Risques liés à l’inflation restent prononcés
Après avoir accéléré à 10,7 % en 2022, l’inflation mesurée par l’IPCH pourrait atteindre sept pour cent en 2023, ce qui est 0,5 point de pourcentage inférieur à la valeur de la projection précédente. La croissance annuelle des prix alimentaires et de l’inflation de base en novembre et décembre 2022 et janvier 2023 a dépassé les attentes de la projection précédente, donc dans la projection actuelle pour cette année, une inflation de base plus élevée (7,7 % par rapport à 6,7 % de la projection précédente) et une croissance plus forte des prix alimentaires (9,7 % par rapport à 7,7 % de la projection précédente) sont attendues.

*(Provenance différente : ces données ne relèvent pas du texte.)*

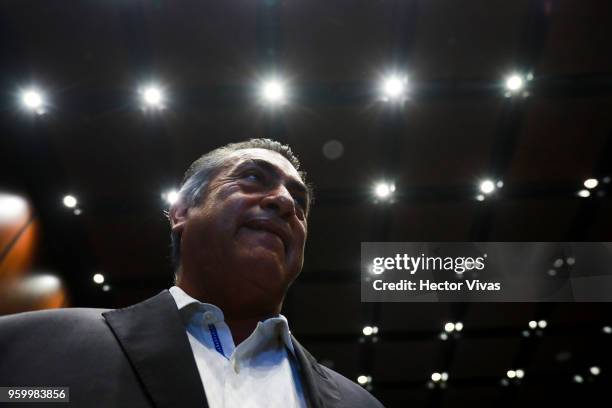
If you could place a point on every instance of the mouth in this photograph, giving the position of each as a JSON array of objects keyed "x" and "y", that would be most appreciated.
[{"x": 269, "y": 226}]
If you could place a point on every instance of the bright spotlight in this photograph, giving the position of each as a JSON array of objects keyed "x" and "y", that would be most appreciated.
[
  {"x": 487, "y": 186},
  {"x": 171, "y": 196},
  {"x": 384, "y": 190},
  {"x": 393, "y": 88},
  {"x": 364, "y": 379},
  {"x": 584, "y": 193},
  {"x": 273, "y": 92},
  {"x": 591, "y": 183},
  {"x": 70, "y": 201},
  {"x": 515, "y": 83},
  {"x": 152, "y": 97},
  {"x": 33, "y": 100},
  {"x": 12, "y": 207}
]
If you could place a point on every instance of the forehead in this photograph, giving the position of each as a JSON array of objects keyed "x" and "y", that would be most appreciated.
[{"x": 277, "y": 160}]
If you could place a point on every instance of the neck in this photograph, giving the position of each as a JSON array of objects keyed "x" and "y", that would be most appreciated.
[{"x": 241, "y": 319}]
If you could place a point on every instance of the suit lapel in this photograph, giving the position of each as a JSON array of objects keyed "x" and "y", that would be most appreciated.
[
  {"x": 321, "y": 390},
  {"x": 152, "y": 335}
]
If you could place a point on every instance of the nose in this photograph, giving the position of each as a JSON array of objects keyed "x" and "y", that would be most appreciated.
[{"x": 280, "y": 201}]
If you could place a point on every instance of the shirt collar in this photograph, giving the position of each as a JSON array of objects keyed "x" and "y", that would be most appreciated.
[{"x": 268, "y": 327}]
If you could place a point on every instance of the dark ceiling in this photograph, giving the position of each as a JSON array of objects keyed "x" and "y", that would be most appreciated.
[{"x": 456, "y": 128}]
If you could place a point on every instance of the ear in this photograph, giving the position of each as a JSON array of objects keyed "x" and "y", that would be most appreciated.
[{"x": 178, "y": 215}]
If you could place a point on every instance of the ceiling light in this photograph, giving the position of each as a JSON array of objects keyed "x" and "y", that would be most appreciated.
[
  {"x": 584, "y": 193},
  {"x": 487, "y": 186},
  {"x": 273, "y": 92},
  {"x": 514, "y": 83},
  {"x": 171, "y": 196},
  {"x": 152, "y": 97},
  {"x": 70, "y": 201},
  {"x": 364, "y": 379},
  {"x": 393, "y": 88},
  {"x": 33, "y": 100},
  {"x": 384, "y": 190},
  {"x": 591, "y": 183}
]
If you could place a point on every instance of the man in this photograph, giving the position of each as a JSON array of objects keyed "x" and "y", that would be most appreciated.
[{"x": 217, "y": 338}]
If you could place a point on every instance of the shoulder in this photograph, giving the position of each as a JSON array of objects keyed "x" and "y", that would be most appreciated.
[
  {"x": 351, "y": 391},
  {"x": 50, "y": 321}
]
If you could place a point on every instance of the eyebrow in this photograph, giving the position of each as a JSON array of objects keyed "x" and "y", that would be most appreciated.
[{"x": 269, "y": 167}]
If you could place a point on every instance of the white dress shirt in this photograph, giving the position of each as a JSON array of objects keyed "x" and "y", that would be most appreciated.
[{"x": 261, "y": 372}]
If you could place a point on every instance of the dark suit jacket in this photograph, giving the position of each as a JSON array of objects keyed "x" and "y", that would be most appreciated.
[{"x": 134, "y": 357}]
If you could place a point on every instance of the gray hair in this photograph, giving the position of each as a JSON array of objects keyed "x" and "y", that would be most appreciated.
[{"x": 203, "y": 170}]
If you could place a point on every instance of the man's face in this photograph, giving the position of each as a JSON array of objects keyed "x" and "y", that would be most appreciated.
[{"x": 244, "y": 244}]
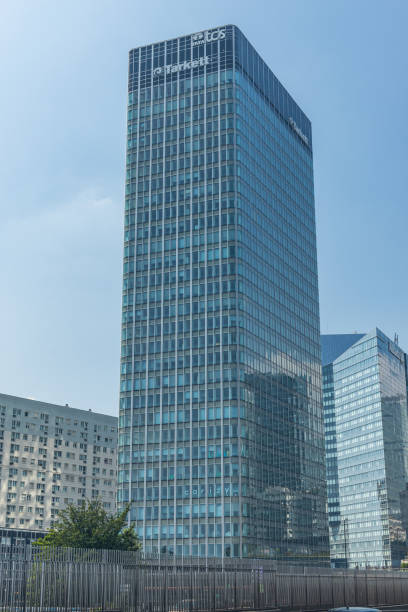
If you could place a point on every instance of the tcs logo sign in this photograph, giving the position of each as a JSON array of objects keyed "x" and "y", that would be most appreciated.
[{"x": 208, "y": 36}]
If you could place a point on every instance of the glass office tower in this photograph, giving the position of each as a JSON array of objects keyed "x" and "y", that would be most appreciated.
[
  {"x": 366, "y": 420},
  {"x": 221, "y": 447}
]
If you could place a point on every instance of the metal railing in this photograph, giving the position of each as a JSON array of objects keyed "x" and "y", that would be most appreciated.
[{"x": 59, "y": 579}]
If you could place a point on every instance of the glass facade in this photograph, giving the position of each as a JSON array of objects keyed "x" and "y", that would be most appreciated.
[
  {"x": 366, "y": 419},
  {"x": 221, "y": 444}
]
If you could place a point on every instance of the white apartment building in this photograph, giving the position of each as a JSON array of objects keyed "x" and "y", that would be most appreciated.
[{"x": 51, "y": 455}]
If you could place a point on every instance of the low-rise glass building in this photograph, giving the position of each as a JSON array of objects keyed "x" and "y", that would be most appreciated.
[{"x": 366, "y": 427}]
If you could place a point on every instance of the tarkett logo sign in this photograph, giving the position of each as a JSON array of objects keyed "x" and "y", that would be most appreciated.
[
  {"x": 202, "y": 61},
  {"x": 208, "y": 36}
]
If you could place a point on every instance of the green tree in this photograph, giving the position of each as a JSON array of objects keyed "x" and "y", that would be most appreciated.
[{"x": 90, "y": 526}]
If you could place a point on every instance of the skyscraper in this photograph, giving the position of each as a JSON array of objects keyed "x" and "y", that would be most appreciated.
[
  {"x": 221, "y": 448},
  {"x": 366, "y": 421}
]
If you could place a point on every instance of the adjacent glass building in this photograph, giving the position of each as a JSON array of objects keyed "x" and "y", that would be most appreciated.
[
  {"x": 366, "y": 423},
  {"x": 221, "y": 443}
]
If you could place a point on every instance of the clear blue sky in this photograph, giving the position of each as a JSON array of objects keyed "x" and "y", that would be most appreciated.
[{"x": 62, "y": 153}]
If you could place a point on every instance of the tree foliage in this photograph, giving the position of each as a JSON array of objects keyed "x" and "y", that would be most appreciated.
[{"x": 90, "y": 526}]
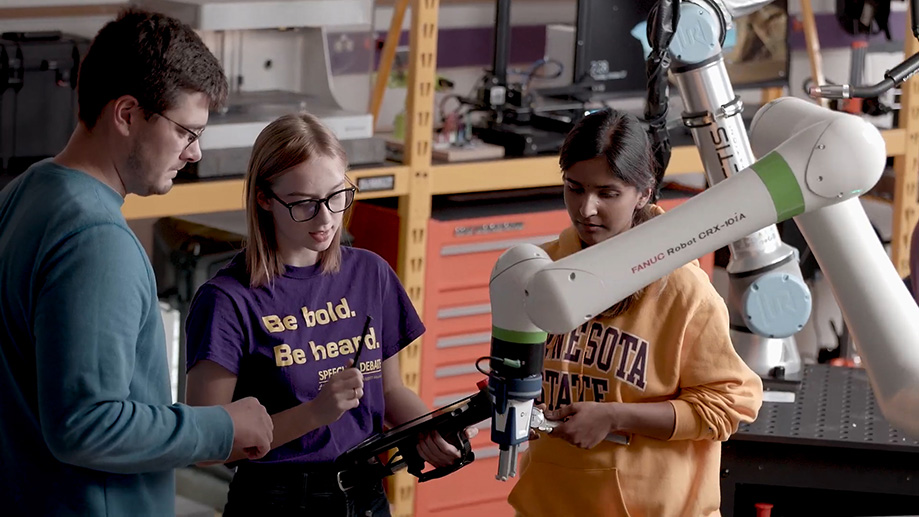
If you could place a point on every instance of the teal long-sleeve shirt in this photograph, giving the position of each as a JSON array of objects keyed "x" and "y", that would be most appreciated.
[{"x": 87, "y": 424}]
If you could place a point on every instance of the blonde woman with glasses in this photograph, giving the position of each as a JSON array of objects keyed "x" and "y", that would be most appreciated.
[{"x": 285, "y": 322}]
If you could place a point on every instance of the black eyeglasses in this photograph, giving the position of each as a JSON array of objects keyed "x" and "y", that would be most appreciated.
[
  {"x": 192, "y": 135},
  {"x": 302, "y": 211}
]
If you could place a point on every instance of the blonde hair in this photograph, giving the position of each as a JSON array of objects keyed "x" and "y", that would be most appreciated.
[{"x": 285, "y": 143}]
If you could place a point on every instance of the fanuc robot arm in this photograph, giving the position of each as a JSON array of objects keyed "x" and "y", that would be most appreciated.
[{"x": 815, "y": 163}]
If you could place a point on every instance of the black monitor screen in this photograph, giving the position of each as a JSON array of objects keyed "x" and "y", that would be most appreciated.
[{"x": 612, "y": 47}]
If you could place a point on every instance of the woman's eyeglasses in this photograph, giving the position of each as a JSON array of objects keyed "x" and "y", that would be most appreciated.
[{"x": 302, "y": 211}]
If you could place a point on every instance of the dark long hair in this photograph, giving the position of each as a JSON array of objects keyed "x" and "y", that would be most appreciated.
[{"x": 623, "y": 142}]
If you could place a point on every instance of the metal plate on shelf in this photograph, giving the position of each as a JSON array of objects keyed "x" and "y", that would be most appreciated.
[{"x": 833, "y": 406}]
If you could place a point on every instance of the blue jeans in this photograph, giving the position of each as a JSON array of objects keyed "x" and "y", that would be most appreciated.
[{"x": 284, "y": 490}]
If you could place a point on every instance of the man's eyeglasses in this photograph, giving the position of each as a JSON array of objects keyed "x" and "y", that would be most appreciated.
[
  {"x": 192, "y": 135},
  {"x": 302, "y": 211}
]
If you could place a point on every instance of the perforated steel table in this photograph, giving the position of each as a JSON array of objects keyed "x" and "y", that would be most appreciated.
[{"x": 829, "y": 452}]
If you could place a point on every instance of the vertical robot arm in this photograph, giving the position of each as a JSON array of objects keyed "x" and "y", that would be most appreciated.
[{"x": 815, "y": 164}]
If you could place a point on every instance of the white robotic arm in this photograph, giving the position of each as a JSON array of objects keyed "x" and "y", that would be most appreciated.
[{"x": 814, "y": 165}]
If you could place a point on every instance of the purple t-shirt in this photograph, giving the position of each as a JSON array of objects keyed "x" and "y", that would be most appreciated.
[{"x": 285, "y": 341}]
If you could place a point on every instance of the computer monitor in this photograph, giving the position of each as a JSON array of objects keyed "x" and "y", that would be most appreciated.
[{"x": 611, "y": 49}]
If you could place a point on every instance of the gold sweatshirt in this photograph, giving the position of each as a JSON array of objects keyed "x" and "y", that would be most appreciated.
[{"x": 672, "y": 345}]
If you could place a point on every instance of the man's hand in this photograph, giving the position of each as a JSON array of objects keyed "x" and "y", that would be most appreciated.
[
  {"x": 585, "y": 424},
  {"x": 252, "y": 428},
  {"x": 439, "y": 452},
  {"x": 343, "y": 392}
]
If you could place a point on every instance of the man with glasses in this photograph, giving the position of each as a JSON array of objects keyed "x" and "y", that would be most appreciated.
[{"x": 87, "y": 424}]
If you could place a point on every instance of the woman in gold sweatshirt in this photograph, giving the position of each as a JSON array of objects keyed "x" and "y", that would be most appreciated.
[{"x": 657, "y": 367}]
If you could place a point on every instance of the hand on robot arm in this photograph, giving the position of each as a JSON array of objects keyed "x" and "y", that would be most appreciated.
[
  {"x": 814, "y": 164},
  {"x": 892, "y": 78}
]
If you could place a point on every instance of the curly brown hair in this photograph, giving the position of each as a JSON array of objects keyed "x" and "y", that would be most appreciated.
[{"x": 153, "y": 58}]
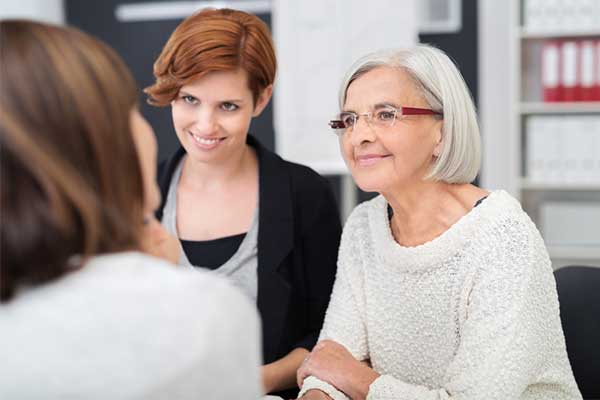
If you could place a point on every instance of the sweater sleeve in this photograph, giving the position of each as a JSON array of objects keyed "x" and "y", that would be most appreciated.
[
  {"x": 344, "y": 321},
  {"x": 511, "y": 335}
]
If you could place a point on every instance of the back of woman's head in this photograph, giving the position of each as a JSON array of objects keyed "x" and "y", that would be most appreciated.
[
  {"x": 71, "y": 180},
  {"x": 214, "y": 40}
]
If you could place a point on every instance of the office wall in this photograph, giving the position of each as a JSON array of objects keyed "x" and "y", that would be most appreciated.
[{"x": 39, "y": 10}]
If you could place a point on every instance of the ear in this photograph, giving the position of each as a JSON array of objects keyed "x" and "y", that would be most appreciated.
[
  {"x": 439, "y": 140},
  {"x": 263, "y": 100}
]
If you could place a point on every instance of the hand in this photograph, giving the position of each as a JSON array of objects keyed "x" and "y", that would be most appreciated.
[
  {"x": 160, "y": 243},
  {"x": 315, "y": 394},
  {"x": 331, "y": 362}
]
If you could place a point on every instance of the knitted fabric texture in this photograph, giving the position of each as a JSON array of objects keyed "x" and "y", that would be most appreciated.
[{"x": 472, "y": 314}]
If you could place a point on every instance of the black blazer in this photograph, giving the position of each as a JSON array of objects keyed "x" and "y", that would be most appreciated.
[{"x": 298, "y": 238}]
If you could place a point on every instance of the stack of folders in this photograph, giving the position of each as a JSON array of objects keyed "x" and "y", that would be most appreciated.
[
  {"x": 571, "y": 69},
  {"x": 561, "y": 15},
  {"x": 563, "y": 149},
  {"x": 568, "y": 223}
]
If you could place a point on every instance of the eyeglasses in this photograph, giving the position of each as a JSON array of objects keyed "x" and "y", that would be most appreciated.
[{"x": 381, "y": 117}]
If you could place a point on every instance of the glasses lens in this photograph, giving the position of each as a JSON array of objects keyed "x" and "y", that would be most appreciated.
[
  {"x": 348, "y": 119},
  {"x": 385, "y": 116}
]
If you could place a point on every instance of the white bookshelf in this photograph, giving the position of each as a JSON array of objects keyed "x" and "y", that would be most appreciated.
[
  {"x": 538, "y": 107},
  {"x": 526, "y": 101},
  {"x": 524, "y": 33}
]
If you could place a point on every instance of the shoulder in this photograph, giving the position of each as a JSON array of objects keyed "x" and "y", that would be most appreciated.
[
  {"x": 361, "y": 225},
  {"x": 153, "y": 281},
  {"x": 507, "y": 237}
]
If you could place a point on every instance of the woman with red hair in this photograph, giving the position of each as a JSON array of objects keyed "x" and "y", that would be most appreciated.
[{"x": 269, "y": 225}]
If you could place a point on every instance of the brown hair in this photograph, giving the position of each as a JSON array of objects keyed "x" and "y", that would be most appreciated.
[
  {"x": 214, "y": 40},
  {"x": 71, "y": 177}
]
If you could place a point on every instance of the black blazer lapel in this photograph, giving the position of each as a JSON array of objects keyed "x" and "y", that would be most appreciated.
[
  {"x": 164, "y": 173},
  {"x": 275, "y": 242}
]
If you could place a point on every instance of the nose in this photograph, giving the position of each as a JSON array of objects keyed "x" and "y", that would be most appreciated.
[
  {"x": 362, "y": 132},
  {"x": 206, "y": 122}
]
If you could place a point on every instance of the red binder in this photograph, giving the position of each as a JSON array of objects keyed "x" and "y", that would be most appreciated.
[
  {"x": 551, "y": 70},
  {"x": 569, "y": 77},
  {"x": 597, "y": 72}
]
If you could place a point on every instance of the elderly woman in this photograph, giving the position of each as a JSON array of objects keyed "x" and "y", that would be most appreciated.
[{"x": 443, "y": 290}]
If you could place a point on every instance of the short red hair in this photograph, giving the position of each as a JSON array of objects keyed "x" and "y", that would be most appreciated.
[{"x": 214, "y": 40}]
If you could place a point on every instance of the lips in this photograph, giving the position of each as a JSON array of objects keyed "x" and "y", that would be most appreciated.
[
  {"x": 204, "y": 142},
  {"x": 370, "y": 159}
]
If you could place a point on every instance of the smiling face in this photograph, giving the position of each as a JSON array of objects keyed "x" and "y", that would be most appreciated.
[
  {"x": 212, "y": 115},
  {"x": 382, "y": 158}
]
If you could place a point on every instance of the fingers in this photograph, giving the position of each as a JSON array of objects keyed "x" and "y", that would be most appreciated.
[{"x": 303, "y": 371}]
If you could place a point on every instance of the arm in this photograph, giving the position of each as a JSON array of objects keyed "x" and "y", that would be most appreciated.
[
  {"x": 318, "y": 245},
  {"x": 281, "y": 374},
  {"x": 344, "y": 322}
]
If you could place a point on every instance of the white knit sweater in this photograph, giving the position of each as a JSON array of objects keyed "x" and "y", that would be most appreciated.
[{"x": 472, "y": 314}]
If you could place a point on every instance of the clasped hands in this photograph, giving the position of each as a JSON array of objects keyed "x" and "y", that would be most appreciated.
[{"x": 331, "y": 362}]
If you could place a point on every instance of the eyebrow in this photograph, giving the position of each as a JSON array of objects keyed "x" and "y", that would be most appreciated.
[
  {"x": 185, "y": 93},
  {"x": 378, "y": 106}
]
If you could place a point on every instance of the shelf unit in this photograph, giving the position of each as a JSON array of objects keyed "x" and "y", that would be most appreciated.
[{"x": 526, "y": 46}]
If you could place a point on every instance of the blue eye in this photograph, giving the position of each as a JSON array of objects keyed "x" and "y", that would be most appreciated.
[
  {"x": 189, "y": 99},
  {"x": 385, "y": 115},
  {"x": 229, "y": 106}
]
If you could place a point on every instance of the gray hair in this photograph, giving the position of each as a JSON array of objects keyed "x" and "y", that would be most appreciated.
[{"x": 444, "y": 89}]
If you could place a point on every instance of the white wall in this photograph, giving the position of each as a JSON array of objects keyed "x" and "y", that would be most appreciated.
[
  {"x": 41, "y": 10},
  {"x": 495, "y": 85}
]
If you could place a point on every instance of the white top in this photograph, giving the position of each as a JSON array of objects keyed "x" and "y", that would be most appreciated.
[
  {"x": 472, "y": 314},
  {"x": 130, "y": 326}
]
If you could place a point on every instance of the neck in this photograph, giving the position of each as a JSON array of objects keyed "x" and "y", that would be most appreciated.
[
  {"x": 198, "y": 175},
  {"x": 424, "y": 210}
]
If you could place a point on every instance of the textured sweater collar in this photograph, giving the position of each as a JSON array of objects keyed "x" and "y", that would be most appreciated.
[{"x": 433, "y": 253}]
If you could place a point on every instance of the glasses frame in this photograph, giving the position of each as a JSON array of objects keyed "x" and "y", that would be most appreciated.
[{"x": 338, "y": 124}]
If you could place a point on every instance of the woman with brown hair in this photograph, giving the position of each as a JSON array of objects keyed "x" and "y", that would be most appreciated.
[
  {"x": 269, "y": 225},
  {"x": 84, "y": 313}
]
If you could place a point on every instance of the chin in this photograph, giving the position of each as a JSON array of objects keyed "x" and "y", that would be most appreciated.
[{"x": 368, "y": 183}]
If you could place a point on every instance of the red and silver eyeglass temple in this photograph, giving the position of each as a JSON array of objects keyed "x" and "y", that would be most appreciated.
[{"x": 337, "y": 124}]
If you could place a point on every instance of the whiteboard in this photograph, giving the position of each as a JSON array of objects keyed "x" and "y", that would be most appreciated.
[{"x": 316, "y": 42}]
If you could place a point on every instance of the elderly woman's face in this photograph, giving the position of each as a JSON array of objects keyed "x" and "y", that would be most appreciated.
[{"x": 381, "y": 158}]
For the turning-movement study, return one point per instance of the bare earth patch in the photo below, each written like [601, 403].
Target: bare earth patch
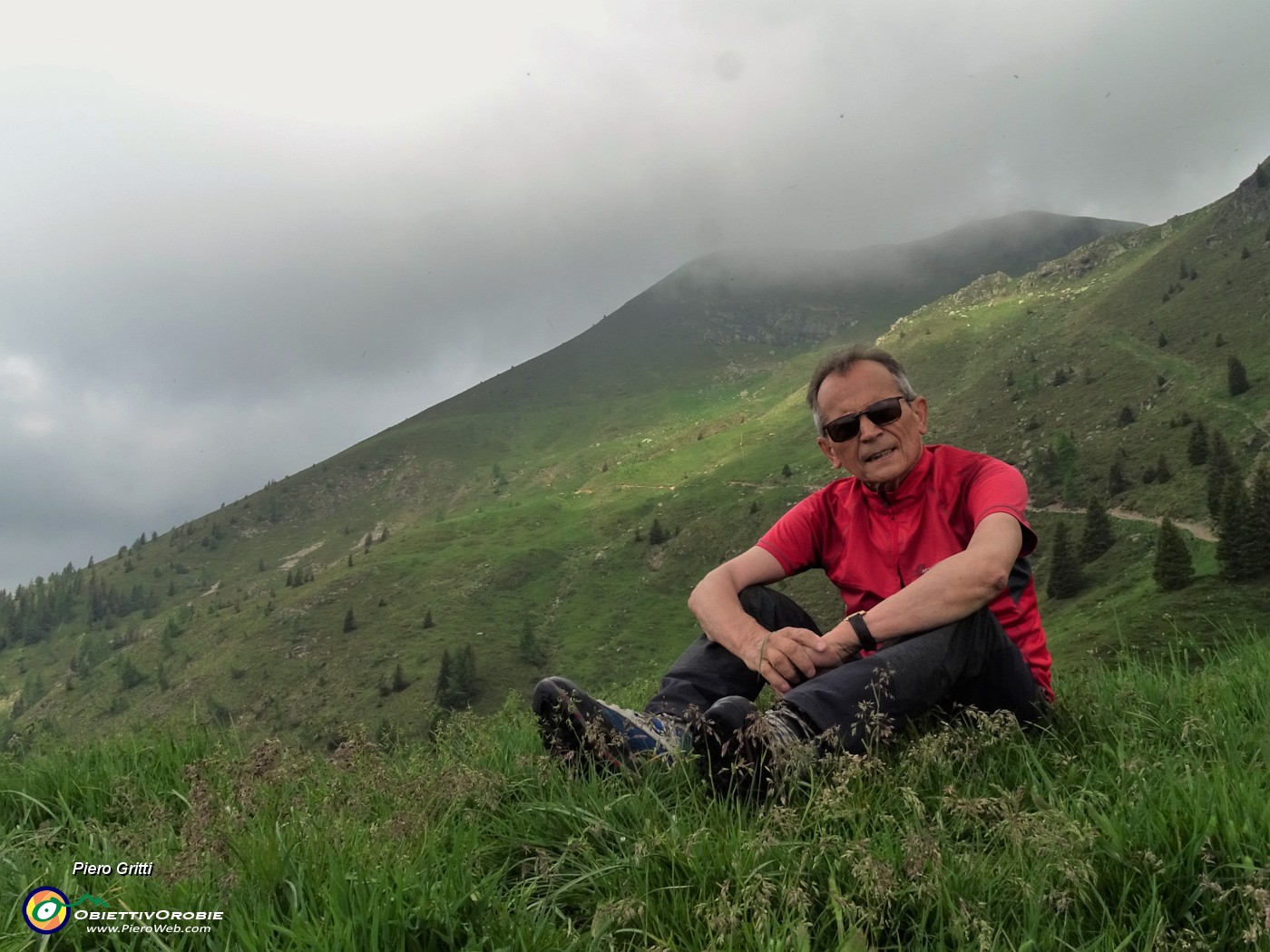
[291, 561]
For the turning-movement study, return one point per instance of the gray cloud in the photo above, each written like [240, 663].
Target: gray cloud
[196, 297]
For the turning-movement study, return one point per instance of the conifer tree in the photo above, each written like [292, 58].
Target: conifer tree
[444, 692]
[1236, 545]
[1064, 568]
[529, 647]
[1236, 377]
[465, 675]
[399, 682]
[1098, 536]
[1197, 447]
[1259, 516]
[1174, 568]
[1117, 481]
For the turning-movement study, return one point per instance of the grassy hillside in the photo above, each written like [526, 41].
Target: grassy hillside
[1139, 818]
[516, 520]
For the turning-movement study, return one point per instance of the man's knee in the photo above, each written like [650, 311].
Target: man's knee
[756, 599]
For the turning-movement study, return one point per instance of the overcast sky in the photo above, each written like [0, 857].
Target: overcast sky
[238, 238]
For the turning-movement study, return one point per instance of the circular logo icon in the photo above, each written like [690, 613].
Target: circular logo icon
[44, 910]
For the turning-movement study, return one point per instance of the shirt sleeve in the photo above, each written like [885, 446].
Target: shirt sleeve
[1000, 488]
[796, 537]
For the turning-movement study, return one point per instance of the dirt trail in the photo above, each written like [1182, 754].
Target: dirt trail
[1197, 529]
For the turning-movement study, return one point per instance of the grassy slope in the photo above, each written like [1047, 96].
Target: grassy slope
[1138, 819]
[656, 424]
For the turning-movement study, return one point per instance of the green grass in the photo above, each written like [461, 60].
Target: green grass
[518, 503]
[1139, 818]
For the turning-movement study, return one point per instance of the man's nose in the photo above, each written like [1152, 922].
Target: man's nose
[867, 428]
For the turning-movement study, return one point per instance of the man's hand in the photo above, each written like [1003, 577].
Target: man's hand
[789, 656]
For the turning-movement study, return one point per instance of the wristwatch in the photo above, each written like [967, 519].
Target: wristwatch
[866, 640]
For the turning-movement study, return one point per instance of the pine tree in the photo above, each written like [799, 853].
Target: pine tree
[399, 682]
[1197, 447]
[465, 675]
[1117, 481]
[1098, 536]
[1236, 377]
[456, 683]
[1064, 568]
[1174, 568]
[1236, 545]
[1259, 517]
[1221, 467]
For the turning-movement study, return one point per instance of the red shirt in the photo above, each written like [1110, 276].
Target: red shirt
[873, 543]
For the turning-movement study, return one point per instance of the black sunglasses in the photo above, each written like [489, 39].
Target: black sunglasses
[882, 413]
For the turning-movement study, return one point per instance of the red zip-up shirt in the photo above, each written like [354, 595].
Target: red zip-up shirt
[873, 543]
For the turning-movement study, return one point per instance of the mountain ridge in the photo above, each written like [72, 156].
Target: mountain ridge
[516, 520]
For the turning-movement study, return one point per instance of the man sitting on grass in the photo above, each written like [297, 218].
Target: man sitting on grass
[927, 546]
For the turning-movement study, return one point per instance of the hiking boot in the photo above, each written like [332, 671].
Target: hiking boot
[580, 729]
[740, 751]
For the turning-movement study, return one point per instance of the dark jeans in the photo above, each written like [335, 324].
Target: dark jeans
[971, 663]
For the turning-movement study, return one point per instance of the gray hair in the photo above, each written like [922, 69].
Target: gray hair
[841, 362]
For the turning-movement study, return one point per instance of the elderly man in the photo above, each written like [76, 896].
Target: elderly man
[929, 548]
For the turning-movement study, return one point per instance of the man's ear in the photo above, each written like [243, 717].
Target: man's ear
[829, 452]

D’autre part, la baisse des prix de l’énergie et le nouveau paquet de mesures gouvernementales qui continuent de limiter les prix de l’électricité et du gaz ont reflété une réduction de la projection du taux de croissance annuel des prix de l’énergie (à -1,4 % par rapport à 10,5 % de la projection précédente). En 2024, une poursuite du ralentissement de l’inflation est attendue, de sorte qu’elle pourrait atteindre 3,8 % sur une base annuelle, ce qui est 0,6 point de pourcentage plus élevé que la dernière projection.
En 2025, l’inflation pourrait ralentir davantage (à 2,2 %, légèrement plus élevée que dans la projection précédente, où une inflation de 2,1 % était attendue). Les risques liés à la projection de l’inflation restent prononcés, mais les risques d’inflation élevée deviennent moins dominants, et leur relation devient plus équilibrée. D’une part, l’inflation pourrait être plus élevée en cas de hausse des prix de l’énergie sur le marché mondial, par exemple, en raison de l’impact plus prononcé de la réouverture de la Chine. Cela pourrait se répercuter directement sur les prix à la consommation, par exemple, par le biais d’augmentations des prix des produits dérivés du pétrole et/ou d’augmentations supérieures à celles évaluées des prix de l’énergie déterminés administrativement, et indirectement, en raison de la répercussion des prix de l’énergie sur les prix d’autres biens et services. Un risque supplémentaire est la possibilité que la croissance des salaires dépasse les attentes.